Wastewaters were sampled from 47 sites in 16 different countries. Were there any particularly interesting findings that stand out from a geographical or sociological perspective?

While most of the drugs of abuse and pharmaceuticals results were like previous work (cocaine and its metabolite were found in most sites, and methamphetamine in sites from Australia, New Zealand, United States, and parts of Eastern Europe), there were some interesting geographical spatial trends from the NPS. For example, 3-methylmethcathinone was only seen in sites in Europe, eutylone only in sites in New Zealand and mitragynine only in sites from the United States. While these trends had been seen in previous work, it was great that we were able to confirm them with our workflow. One particularly interesting finding is that of an isomer of trimethoxyamphetamine, which was seen in one site in the United States. Although we did not have a reference standard to confirm its identity, through fragment ion matching, we narrowed the potential isomer to either 2,3,6- or 3,4,5-trimethoxyamphetamine. Interestingly, trimethoxyamphetmine was found by NPS Discovery in a site in the United States in late 2022, at the time the sampling was carried out in this work.

Are there any other findings you’d like to share?

In total, 50 compounds were found in at least one site. More than half were identified at Level 1 confidence (that is to say, confirmed with a reference standard), while 22 were at level 2 confidence (library matching and fragmentation matching) and a further two at level 3, due to the possibility of several isomers.

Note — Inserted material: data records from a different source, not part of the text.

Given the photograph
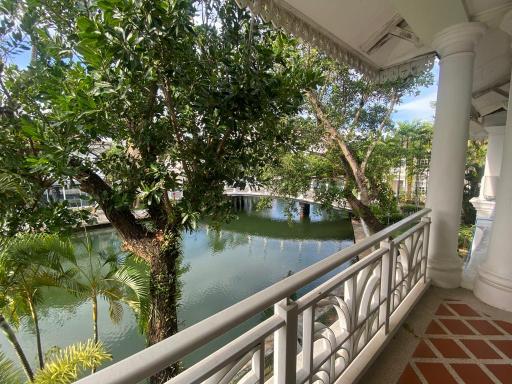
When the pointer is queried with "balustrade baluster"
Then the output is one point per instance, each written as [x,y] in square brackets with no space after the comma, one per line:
[285,343]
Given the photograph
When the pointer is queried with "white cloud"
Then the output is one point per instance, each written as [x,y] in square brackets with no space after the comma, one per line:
[416,108]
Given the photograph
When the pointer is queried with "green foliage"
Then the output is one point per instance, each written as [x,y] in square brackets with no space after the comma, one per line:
[186,102]
[349,143]
[106,274]
[66,365]
[466,233]
[27,263]
[475,162]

Were there any limitations or challenges you encountered in your work, even after using the refined LC–HRMS technique?

We used quite a high intensity threshold for our work, and therefore it is possible that some NPS or drugs present at lower levels were not found using this method.

What best practices that can you recommend in this type of analysis for both instrument parameters and data analysis?

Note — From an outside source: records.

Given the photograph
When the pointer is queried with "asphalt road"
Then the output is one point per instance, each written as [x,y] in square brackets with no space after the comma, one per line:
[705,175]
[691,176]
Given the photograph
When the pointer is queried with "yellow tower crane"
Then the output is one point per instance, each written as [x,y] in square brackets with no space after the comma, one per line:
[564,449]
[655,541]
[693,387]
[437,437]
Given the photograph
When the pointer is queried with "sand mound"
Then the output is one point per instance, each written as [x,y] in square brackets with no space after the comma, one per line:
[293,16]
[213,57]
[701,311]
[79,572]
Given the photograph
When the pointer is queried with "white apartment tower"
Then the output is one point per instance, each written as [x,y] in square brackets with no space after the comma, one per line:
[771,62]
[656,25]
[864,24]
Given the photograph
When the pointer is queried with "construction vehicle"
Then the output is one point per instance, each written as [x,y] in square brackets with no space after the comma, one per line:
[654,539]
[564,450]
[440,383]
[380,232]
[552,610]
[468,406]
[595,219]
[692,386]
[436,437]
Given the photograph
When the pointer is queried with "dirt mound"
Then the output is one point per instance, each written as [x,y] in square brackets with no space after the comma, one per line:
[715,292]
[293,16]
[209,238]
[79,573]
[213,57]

By including the software code in our work, other researchers can adapt the specific thresholds/parameters for their own instruments and matrices. Our thresholds were quite generous for intensity and retention time, which potentially resulted in false negatives (compounds may have been present but outside our thresholds). It is therefore recommended for other researchers wanting to use this workflow to understand their own data and incorporate suitable threshold levels.

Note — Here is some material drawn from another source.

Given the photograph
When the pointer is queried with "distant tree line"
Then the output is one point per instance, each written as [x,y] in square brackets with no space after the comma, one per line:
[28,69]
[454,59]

Can you please summarize the feedback that you have received from others regarding this work?

Our paper has only recently been published but so far the feedback has only been positive.

Do you imagine these analytical techniques to be adaptable to other industries or applications?

Absolutely. This workflow is suitable for any qualitative screening work.

What are the next steps in this research?

One of the areas that we’re working on is investigating metabolism of NPS and their applicability for wastewater analysis. As this workflow is very flexible, we hope to utilize this workflow to screen for metabolites in wastewater.

Reference

(1) Bade, R.; van Herwerden, D.; Rousis, N.; Adhikari, S.; Allen, D.; Baduel, C. et al. Workflow to Facilitate the Detection of New Psychoactive Substances and Drugs of Abuse in Influent Urban Wastewater. J. Hazard. Mater. 2024, 469. DOI: 10.1016/j.jhazmat.2024.133955

Dr. Richard Bade is an Australian Research Council Discovery Early Career Researcher (DECRA) Fellow and Senior Research Fellow at the Queensland Alliance for Environmental Health Sciences (QAEHS) within The University of Queensland. Originally from New Zealand, he completed his PhD at the University Jaume I, Castellon, Spain in 2016 before moving to the University of South Australia in 2017 and QAEHS in 2021. He is interested in understanding links between environmental and community health using wastewater analysis. His DECRA project focuses on detecting NPS in wastewater. These methods are being applied locally, nationally, and internationally to provide insights to governments and agencies on their prevalence.